Capital Com Funds guide

Funds, including ETFs and mutual funds, are core building blocks for many long-term portfolios. Before assuming any fund access at Capital Com, you should verify what is actually offered, in what legal form, and at what cost. This guide sets out the checks that matter most for buy-and-hold investors and points you to the documents where the answers live.

Capital Com Funds guide cover image

Confirm what fund access actually means

The word 'funds' covers very different products. A broker might offer direct ETF dealing, mutual fund distribution, or only derivative exposure to fund prices, such as CFDs on ETFs. Each carries different ownership rights, costs and risks. Do not rely on marketing pages alone. Read Capital Com's current instrument lists, account terms and key information documents to establish whether any fund listed is held directly in your name or through a nominee, or whether it is a contract that tracks a fund's price without ownership.

  • Check whether listed fund instruments are direct holdings or CFD-style contracts on fund prices.
  • Review the key information document for each product you consider.
  • Confirm whether dividends or distributions are paid, reinvested or reflected only in price adjustments.

Check costs, availability and account fit

Fund investing costs come in layers: the fund's own ongoing charges, any dealing commissions or spreads at the broker, currency conversion fees, and account-level charges. For a long-term holder, small recurring costs compound into meaningful drag. Verify each layer in Capital Com's fee schedule, then estimate the combined effect with the Brokerage fee calculator (/tools/brokerage-fee-calculator). Also confirm that the funds you want are available to residents of your country, since fund distribution rules differ by jurisdiction.

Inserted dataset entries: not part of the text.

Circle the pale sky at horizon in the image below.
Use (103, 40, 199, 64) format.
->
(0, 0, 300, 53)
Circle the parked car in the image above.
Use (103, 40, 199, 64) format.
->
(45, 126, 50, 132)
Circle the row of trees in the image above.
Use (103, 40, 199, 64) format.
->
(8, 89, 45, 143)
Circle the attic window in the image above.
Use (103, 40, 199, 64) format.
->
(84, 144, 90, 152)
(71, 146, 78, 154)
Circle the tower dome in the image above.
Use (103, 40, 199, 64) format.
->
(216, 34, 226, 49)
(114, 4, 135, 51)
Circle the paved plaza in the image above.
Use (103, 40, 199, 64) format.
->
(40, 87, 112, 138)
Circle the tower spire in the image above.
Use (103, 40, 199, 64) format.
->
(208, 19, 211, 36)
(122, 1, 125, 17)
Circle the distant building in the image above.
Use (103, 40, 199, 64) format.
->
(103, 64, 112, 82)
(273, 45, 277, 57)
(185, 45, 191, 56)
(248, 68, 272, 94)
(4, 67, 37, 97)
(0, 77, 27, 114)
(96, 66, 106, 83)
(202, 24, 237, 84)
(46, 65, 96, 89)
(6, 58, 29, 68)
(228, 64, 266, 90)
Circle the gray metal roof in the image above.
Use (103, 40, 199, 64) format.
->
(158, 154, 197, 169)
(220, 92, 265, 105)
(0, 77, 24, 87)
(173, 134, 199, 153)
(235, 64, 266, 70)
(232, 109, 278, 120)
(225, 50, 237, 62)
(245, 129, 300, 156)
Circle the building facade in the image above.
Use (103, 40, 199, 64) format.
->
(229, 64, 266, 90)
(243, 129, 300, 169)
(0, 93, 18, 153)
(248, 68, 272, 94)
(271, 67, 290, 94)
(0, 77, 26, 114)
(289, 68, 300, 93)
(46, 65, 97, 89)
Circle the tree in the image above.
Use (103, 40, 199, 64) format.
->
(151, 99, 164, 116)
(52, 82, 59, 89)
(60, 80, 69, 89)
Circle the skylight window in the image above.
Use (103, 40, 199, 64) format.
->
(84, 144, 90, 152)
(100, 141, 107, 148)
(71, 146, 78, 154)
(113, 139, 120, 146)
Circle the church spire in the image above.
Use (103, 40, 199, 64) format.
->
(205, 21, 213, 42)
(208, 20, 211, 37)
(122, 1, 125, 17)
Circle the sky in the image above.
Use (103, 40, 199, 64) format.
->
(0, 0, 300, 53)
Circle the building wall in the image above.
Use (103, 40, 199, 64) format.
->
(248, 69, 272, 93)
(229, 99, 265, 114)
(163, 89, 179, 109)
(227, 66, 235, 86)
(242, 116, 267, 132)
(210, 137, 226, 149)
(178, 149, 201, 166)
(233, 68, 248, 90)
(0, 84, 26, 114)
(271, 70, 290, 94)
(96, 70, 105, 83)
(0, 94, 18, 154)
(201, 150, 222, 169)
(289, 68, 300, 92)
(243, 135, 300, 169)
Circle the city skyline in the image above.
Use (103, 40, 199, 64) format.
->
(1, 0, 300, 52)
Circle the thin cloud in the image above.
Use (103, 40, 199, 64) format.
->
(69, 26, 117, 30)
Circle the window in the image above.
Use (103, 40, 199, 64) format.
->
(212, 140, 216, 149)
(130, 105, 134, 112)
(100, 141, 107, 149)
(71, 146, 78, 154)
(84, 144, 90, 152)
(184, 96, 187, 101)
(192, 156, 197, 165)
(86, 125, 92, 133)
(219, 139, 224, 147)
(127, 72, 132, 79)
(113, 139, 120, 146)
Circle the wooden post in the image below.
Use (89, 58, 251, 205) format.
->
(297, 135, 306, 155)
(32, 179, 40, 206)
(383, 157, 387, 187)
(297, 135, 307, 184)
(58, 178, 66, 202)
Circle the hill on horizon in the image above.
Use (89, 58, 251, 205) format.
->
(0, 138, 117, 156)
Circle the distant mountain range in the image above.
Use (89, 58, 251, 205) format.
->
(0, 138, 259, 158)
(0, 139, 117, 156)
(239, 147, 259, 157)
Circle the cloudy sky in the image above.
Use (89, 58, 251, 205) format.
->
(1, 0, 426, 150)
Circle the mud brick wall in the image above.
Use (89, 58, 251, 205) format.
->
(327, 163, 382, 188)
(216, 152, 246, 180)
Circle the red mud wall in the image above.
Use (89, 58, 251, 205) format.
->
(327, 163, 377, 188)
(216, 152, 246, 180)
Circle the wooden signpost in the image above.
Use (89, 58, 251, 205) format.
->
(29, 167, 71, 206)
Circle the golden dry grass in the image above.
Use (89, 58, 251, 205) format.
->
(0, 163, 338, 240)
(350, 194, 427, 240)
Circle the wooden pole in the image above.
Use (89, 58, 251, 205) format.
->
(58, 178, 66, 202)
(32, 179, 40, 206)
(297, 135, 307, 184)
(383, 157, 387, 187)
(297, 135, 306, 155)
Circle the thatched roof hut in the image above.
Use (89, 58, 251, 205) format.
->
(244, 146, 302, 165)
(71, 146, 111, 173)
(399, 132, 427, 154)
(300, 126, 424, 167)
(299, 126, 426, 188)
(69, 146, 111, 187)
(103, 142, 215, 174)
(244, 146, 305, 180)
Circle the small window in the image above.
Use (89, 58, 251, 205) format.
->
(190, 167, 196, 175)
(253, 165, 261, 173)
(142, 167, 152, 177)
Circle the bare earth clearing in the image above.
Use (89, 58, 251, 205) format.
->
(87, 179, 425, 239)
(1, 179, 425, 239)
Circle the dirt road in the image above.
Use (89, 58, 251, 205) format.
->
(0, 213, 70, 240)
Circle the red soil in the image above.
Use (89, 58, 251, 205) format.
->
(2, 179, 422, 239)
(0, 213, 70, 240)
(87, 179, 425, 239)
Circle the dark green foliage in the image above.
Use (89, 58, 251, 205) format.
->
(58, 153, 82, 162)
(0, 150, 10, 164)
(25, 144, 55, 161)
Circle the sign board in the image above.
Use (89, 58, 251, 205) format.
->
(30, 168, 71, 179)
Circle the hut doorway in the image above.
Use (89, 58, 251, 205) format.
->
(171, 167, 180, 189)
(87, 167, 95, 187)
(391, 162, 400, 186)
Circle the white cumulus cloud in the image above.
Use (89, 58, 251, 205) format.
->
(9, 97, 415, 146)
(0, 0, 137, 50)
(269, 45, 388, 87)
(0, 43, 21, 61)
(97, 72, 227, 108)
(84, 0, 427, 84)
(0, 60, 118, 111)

  • List every cost layer: fund charges, broker dealing costs, spreads, currency conversion and account fees.
  • Confirm residency-based availability of specific funds before opening an account.
  • Model multi-year cost drag with the fee calculator rather than judging costs per trade.

Build the check into a broader broker decision

Fund range is one factor in choosing where to hold long-term money. Regulation applicable to your account, asset protection arrangements, withdrawal terms and platform reliability also matter. The Long-term investing hub (/invest-long-term) collects related guides on these topics, and Find my broker (/find-my-broker) helps you apply the same fund-access checklist consistently across several brokers so you compare like with like instead of relying on headline claims.

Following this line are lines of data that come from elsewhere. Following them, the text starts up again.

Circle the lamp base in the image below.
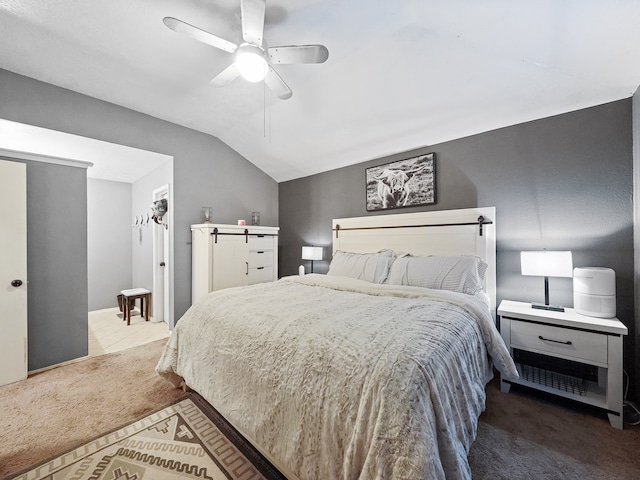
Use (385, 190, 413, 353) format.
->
(531, 303, 565, 312)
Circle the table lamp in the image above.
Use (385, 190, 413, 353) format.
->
(302, 246, 323, 273)
(521, 250, 573, 312)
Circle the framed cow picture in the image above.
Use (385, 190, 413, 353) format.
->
(365, 153, 436, 211)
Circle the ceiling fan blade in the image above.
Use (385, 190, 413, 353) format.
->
(268, 45, 329, 64)
(210, 63, 241, 86)
(163, 17, 237, 54)
(264, 67, 292, 100)
(240, 0, 266, 46)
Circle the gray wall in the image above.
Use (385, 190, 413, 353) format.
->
(280, 99, 636, 397)
(87, 178, 132, 310)
(1, 68, 278, 369)
(0, 157, 88, 370)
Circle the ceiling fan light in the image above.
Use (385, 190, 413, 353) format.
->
(236, 49, 268, 82)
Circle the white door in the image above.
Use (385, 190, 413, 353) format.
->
(152, 185, 170, 324)
(162, 219, 170, 322)
(0, 159, 28, 386)
(152, 216, 165, 323)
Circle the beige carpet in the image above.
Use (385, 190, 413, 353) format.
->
(1, 338, 639, 479)
(0, 339, 184, 478)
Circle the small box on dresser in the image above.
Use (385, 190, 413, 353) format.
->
(498, 300, 628, 429)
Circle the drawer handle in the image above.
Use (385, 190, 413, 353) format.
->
(257, 251, 264, 254)
(257, 267, 265, 270)
(539, 335, 572, 346)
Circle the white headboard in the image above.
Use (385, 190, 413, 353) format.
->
(332, 207, 497, 317)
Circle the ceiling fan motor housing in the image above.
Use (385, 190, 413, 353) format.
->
(235, 44, 268, 82)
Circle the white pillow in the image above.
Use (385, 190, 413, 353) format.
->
(386, 255, 488, 294)
(327, 249, 396, 284)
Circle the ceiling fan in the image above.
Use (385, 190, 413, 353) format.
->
(163, 0, 329, 100)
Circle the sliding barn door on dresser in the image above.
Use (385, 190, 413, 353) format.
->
(191, 224, 279, 304)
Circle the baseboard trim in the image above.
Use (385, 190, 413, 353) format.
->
(28, 355, 89, 376)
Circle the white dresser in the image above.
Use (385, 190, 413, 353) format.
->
(191, 224, 279, 304)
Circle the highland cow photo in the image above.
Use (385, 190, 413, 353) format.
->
(366, 153, 435, 211)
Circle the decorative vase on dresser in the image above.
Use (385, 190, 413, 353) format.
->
(191, 224, 279, 304)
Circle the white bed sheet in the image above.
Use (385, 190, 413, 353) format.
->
(156, 274, 517, 480)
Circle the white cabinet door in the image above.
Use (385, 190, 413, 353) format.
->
(0, 160, 28, 386)
(211, 235, 249, 290)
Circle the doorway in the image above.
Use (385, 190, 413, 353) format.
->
(87, 174, 174, 356)
(1, 119, 175, 368)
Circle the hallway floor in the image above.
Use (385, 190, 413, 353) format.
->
(88, 307, 170, 357)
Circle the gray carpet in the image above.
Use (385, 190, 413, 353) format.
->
(469, 378, 640, 479)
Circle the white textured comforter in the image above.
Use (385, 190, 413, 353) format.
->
(156, 275, 518, 480)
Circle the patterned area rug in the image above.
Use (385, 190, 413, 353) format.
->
(9, 393, 287, 480)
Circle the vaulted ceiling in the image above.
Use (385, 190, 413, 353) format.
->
(1, 0, 640, 182)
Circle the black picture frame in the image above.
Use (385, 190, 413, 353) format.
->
(365, 153, 436, 211)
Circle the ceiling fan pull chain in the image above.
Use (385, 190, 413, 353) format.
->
(268, 85, 272, 143)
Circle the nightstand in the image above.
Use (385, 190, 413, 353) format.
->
(498, 300, 628, 429)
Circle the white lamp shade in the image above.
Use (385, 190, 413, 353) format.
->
(521, 251, 573, 277)
(302, 246, 323, 261)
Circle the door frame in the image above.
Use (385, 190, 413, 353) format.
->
(152, 184, 174, 328)
(0, 159, 28, 386)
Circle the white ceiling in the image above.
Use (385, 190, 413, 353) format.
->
(1, 0, 640, 183)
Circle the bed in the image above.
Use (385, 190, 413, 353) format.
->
(156, 207, 518, 480)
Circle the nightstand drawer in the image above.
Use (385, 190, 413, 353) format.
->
(510, 320, 607, 365)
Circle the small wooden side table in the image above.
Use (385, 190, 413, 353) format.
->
(120, 288, 151, 325)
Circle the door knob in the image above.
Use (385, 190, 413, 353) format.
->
(11, 279, 23, 287)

  • Verify which regulated entity would hold your account and under which regulator.
  • Check how client assets and cash are held and what protections apply in your jurisdiction.
  • Repeat the same checklist across brokers before deciding where to hold long-term positions.

Continue researching

Open related InvestorTrip pages before treating this topic as a final decision.

FAQ

Can I buy mutual funds or ETFs directly through Capital Com?

This page does not confirm the current product range. Instrument lists change, and access may differ by country and account type. Check Capital Com's current instrument lists and legal documents, and confirm whether any fund product is a direct holding or a derivative contract.

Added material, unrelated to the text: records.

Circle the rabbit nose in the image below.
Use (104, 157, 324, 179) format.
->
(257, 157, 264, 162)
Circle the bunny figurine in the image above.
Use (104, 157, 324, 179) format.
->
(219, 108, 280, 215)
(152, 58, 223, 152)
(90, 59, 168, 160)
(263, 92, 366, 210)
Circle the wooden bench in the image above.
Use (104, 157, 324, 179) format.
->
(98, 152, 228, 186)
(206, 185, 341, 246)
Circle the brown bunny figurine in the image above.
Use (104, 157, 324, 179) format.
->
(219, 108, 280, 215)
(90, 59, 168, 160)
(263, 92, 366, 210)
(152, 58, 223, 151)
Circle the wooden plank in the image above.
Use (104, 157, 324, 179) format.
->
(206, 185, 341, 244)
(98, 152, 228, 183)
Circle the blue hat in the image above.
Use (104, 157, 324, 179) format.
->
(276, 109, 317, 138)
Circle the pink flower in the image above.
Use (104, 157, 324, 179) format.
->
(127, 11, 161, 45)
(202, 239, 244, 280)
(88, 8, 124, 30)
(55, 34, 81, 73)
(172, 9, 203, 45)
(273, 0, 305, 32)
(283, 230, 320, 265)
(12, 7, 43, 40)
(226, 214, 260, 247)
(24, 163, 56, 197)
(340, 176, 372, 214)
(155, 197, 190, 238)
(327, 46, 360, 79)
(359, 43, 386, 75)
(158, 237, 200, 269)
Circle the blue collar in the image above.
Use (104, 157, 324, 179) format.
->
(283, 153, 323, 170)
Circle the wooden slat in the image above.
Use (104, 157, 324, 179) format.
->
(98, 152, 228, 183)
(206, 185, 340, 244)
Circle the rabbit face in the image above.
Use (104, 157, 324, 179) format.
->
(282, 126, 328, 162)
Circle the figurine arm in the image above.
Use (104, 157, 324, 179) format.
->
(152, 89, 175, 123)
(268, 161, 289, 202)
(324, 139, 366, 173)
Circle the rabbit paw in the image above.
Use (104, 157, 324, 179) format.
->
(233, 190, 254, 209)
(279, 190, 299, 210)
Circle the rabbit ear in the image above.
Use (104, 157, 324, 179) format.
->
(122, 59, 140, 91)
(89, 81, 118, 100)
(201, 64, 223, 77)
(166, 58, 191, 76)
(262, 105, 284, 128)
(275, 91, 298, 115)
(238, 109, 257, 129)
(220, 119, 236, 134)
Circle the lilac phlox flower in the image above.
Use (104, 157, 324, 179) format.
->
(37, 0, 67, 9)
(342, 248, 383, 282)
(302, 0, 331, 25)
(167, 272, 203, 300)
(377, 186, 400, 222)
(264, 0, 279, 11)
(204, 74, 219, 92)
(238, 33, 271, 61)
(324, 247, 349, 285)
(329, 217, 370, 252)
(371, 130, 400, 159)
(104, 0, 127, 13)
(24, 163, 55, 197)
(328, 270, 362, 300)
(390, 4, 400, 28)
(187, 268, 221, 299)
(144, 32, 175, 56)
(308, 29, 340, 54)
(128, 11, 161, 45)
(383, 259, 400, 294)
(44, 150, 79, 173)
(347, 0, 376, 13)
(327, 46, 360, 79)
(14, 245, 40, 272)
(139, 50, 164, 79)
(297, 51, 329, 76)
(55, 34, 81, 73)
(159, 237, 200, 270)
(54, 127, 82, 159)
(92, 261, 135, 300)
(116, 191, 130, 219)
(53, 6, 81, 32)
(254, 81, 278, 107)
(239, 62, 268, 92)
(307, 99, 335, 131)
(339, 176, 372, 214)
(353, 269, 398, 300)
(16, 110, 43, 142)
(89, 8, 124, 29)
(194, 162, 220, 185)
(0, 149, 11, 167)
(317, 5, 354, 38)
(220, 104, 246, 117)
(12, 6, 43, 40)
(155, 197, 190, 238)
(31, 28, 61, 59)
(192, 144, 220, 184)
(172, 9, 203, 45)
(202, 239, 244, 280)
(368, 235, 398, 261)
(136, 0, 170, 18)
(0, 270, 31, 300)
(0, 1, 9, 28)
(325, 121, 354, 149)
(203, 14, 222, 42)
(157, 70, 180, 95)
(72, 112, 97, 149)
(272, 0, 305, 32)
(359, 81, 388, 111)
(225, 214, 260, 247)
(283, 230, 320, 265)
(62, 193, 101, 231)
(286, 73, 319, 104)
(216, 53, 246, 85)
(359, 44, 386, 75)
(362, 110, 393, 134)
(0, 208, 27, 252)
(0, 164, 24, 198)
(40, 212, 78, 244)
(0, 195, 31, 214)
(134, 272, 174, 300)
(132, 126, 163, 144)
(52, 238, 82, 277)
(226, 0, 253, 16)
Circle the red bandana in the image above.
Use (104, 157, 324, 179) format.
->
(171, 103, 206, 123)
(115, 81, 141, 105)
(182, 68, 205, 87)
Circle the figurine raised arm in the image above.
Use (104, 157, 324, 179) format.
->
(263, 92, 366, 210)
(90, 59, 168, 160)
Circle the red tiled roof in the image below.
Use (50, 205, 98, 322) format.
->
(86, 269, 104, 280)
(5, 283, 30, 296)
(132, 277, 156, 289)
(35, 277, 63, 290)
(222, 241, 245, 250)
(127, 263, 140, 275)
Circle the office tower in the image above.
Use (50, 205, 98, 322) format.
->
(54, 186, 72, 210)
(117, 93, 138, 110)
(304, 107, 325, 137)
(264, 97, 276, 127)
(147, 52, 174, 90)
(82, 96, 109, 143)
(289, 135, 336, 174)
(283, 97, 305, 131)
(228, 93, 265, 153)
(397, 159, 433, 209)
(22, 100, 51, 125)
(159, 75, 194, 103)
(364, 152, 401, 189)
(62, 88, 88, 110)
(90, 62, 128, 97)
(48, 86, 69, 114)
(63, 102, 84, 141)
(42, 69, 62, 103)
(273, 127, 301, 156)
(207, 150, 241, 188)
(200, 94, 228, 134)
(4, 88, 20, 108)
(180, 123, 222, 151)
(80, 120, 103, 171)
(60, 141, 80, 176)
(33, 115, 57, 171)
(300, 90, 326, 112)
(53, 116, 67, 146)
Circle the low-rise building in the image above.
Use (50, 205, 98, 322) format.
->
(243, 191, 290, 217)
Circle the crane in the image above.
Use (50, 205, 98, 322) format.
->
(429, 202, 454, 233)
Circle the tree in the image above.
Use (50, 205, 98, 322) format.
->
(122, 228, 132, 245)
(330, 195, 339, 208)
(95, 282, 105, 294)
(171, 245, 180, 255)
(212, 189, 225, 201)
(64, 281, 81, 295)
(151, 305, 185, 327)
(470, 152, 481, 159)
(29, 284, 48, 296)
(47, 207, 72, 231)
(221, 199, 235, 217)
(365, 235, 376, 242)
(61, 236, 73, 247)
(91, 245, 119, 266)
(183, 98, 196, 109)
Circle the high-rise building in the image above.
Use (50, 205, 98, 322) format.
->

What is the difference between an ETF and a CFD on an ETF?

Owning an ETF gives you a stake in a fund that holds underlying assets. A CFD on an ETF is a contract with the broker that tracks the ETF's price, usually with leverage, financing costs and counterparty risk, and without ownership of the fund. The distinction changes both risk and long-term cost.

Which costs matter most for long-term fund investing?

Ongoing fund charges, dealing costs or spreads, currency conversion fees and any account-level fees. Because these recur over years, estimate their combined effect with a fee calculator instead of looking at a single trade in isolation.